Schicht

  1. In der Kommunikation werden die Funktionalitäten in einzelnen Schichten eines Schichtenmodells festgeschrieben. Schichtenmodelle gibt es für alle Netzwerkarchitekturen und Netzwerkbetriebssysteme wie die SNA-Architektur, DECnet, Transdata, dem Department of Defense (DoD), NetWare, Vines, Windows NT oder das standardisierte OSI-Referenzmodell. Diese Modelle bestehen aus mehreren Schichten, auf denen Elemente mit vergleichbaren Funktionen residieren. Jede Schicht beschreibt die Funktionen der Elemente.

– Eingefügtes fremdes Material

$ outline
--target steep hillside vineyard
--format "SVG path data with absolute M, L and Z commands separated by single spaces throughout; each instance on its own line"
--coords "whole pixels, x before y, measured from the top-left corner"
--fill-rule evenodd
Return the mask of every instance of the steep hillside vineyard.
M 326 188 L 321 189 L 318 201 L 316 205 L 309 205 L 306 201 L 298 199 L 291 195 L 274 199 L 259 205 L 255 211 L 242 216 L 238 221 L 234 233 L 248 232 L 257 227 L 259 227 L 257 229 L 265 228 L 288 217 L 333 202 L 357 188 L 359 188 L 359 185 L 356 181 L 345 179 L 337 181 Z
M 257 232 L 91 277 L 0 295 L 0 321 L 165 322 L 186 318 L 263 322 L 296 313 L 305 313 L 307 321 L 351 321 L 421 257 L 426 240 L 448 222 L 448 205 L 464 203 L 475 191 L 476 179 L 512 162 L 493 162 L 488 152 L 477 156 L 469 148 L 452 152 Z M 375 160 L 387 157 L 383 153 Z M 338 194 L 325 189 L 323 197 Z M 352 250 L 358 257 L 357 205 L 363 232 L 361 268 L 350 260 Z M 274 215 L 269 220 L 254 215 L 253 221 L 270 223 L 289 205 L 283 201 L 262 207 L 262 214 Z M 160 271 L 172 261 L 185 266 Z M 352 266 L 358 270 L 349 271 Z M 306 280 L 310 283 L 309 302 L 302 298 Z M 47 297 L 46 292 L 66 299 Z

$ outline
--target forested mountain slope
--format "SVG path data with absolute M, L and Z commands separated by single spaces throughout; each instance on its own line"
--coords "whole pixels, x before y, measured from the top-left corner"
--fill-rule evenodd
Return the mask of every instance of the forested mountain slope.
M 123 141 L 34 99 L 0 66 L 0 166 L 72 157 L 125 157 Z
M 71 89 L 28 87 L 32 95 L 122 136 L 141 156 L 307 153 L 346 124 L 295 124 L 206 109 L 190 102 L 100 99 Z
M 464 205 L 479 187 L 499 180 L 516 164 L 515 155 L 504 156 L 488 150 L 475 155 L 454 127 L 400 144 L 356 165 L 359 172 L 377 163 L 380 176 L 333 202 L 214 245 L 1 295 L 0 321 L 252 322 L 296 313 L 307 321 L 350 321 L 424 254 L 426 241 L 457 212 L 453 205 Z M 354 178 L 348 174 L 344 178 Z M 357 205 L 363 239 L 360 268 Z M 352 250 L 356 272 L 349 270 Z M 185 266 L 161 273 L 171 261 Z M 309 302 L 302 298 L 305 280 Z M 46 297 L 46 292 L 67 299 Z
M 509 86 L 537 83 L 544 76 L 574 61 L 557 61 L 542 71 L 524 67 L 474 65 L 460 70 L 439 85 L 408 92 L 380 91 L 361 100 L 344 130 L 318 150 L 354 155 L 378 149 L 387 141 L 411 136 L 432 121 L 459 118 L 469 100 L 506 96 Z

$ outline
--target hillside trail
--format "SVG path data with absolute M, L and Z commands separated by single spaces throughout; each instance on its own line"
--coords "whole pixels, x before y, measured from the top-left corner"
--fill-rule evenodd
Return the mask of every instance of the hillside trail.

    Die Schichten erleichtern Entwicklern die Implementierung von Diensten, da die Funktionen und Schnittstellen eindeutig definiert sind.
  2. Der Begriff Schicht wird aber auch im Kontext mit Beschichtung verwendet, so beispielsweise bei Magnetbändern, Lichtwellenleitern, Compact Discs (CD) oder DVDs.
  3. Darüber hinaus kommt der Begriff Layer auch bei Leiterplatten vor, nicht als Schicht, sondern als Lage.

    Lagenanordnung 
   von Multilayer-Platinen

    Lagenanordnung von Multilayer-Platinen

    Bedingt durch die steigende Komplexität und die erhöhte Dichte der Bauteile auf Leiterplatten, werden diese beidseitig mit Kupferfolie kaschiert. Reicht die doppelseitige Leiterbahnführung für die Schaltungsrealisierung nicht aus, geht man zu Multilayer-Leiterplatten über. Dabei werden mehrere dünnere Epoxidharzplatten, die alle mit kaschierten Leiterbahnen ausgestattet sind, passgenau aufeinander geklebt.

    Die Layer von Leiterplatten haben eigene Bezeichnungen. Der oberste Layer mit den Bauteilen heißt Bestückungsseite (BS), Bauteilseite oder TOP. Die Seite mit den Leiterbahnen wird als Lötseite (LS), Unterseite oder als BOTTOM bezeichnet. Die dazwischen liegenden Layer als Innenlayer oder Innenlagen. Die einzelnen Lagen werden von oben nach unten mit R1 (TOP), R2 (erste Innenlage), R3,... bis Rx (BOT) für die Lötseite bezeichnet.